Les e-liquides aromatisés au tabac de quatre marques populaires aux États-Unis (Mi-Salt, Vuse, Juul et Blu) ont été analysés. Dans le cadre de son analyse, l’équipe de Mina Tehrani a trouvé près de 2000 substances chimiques dans les e-liquides et les aérosols de vapotage, dont la grande majorité n’a pas été identifiée. Parmi celles que l’équipe a pu identifier, six étaient potentiellement dangereuses, dont trois produits chimiques jamais trouvés auparavant dans les cigarettes électroniques. L’équipe a été particulièrement surprise de découvrir de la caféine, un stimulant, dans deux des quatre produits. La caféine avait déjà été détectée dans les cigarettes électroniques, mais uniquement dans les arômes caféinés tels que le café et le chocolat. Cela soulève la question de savoir si la caféine a été ajoutée intentionnellement et dans quel but. En plus de la caféine, l’équipe a trouvé trois produits chimiques industriels, un pesticide et deux arômes associés à des effets toxiques possibles et à une irritation des voies respiratoires.
Pas de nouvelles connaissances
En 2016, une analyse de Sleiman et al avait déjà démontré que plusieurs composés chimiques présents dans les aérosols de vapotage sont préoccupants en raison de leurs effets potentiellement nocifs sur les utilisateurs et les non-utilisateurs exposés passivement. Ces émissions chimiques sont associées à des effets cancérigènes et non cancérigènes sur la santé. Outre les aldéhydes et autres composés organiques volatils, les chercheurs ont détecté la présence d’oxyde de propylène dans les e-liquides et de glycidol dans les aérosols. Ces deux composés sont considérés comme des substances cancérigènes possibles ou probables.
De trop nombreuses inconnues
Les résultats des analyses effectuées en Australie et aux États-Unis montrent surtout une chose: le peu de connaissances dont nous disposons actuellement sur les composants chimiques des e-liquides et des aérosols de vapotage. Ce n’est pas seulement le nombre de substances trouvées qui est alarmant, mais aussi le fait qu’une grande partie d’entre elles n’ont pas été identifiées. Cette inconnue fait qu’il est impossible analyser utilement les risques que comporte l’utilisation des cigarettes électroniques. Il est tout à fait possible que d’autres substances nocives soient présentes parmi celles qui n’ont pas été identifiées. En outre, l’étude australienne montre qu’en plus des substances nocives connues, il existe aussi des substances dont les conséquences possibles sur la santé sont inconnues en cas d’exposition par inhalation.
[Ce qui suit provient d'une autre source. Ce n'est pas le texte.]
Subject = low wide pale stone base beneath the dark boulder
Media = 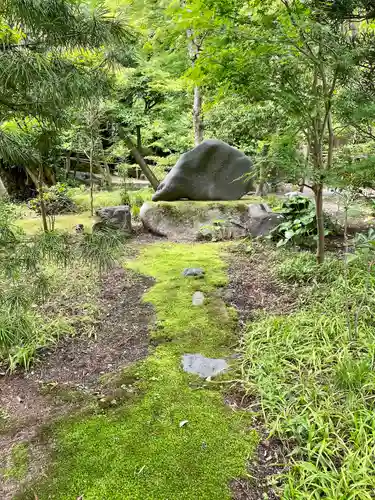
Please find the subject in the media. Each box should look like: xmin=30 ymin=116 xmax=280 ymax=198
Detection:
xmin=140 ymin=200 xmax=282 ymax=241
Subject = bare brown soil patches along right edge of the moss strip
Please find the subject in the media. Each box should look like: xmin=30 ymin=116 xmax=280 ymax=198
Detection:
xmin=225 ymin=248 xmax=298 ymax=500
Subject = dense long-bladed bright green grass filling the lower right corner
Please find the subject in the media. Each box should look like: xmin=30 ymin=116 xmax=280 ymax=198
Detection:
xmin=243 ymin=248 xmax=375 ymax=500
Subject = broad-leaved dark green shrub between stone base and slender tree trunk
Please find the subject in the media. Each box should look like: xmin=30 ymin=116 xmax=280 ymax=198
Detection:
xmin=271 ymin=196 xmax=334 ymax=247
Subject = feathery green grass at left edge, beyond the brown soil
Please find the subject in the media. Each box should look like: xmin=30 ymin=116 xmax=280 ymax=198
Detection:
xmin=0 ymin=203 xmax=125 ymax=370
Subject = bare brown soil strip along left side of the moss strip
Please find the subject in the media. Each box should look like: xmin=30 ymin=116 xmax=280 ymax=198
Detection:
xmin=0 ymin=268 xmax=153 ymax=500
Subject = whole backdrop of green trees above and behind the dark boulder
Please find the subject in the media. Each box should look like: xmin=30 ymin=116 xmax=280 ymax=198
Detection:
xmin=0 ymin=0 xmax=375 ymax=261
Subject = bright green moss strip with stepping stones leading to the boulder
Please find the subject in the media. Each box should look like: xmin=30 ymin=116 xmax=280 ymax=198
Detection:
xmin=22 ymin=244 xmax=257 ymax=500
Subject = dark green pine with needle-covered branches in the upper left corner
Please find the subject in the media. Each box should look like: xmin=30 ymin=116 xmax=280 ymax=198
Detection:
xmin=0 ymin=0 xmax=131 ymax=196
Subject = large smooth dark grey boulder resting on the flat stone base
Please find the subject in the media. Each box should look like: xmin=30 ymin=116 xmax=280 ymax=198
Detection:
xmin=152 ymin=139 xmax=253 ymax=201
Les études démontrent clairement une chose: l’utilisation des cigarettes électroniques n’est pas sans risque pour la santé des consommateurs, mais l’ampleur de ce risque reste inconnue.
Sources:
Larcombe, Alexander; Allard, Sebastien; Pringle, Paul; Mead-Hunter, Ryan; Anderson, Natalie; Mullins, Benjamin (2021): Chemical analysis of fresh and aged Australian e-cigarette liquids. In The Medical journal of Australia. DOI: 10.5694/mja2.51280.
Sleiman, Mohamad; Logue, Jennifer M.; Montesinos, V. Nahuel; Russell, Marion L.; Litter, Marta I.; Gundel, Lara A.; Destaillats, Hugo (2016): Emissions from Electronic Cigarettes: Key Parameters Affecting the Release of Harmful Chemicals. In Environ. Sci. Technol. 50 (17), pp. 9644–9651. DOI: 10.1021/acs.est.6b01741.
Tehrani, Mina W.; Newmeyer, Matthew N.; Rule, Ana M.; Prasse, Carsten (2021): Characterizing the Chemical Landscape in Commercial E-Cigarette Liquids and Aerosols by Liquid Chromatography-High-Resolution Mass Spectrometry. In Chem. Res. Toxicol. DOI: 10.1021/acs.chemrestox.1c00253.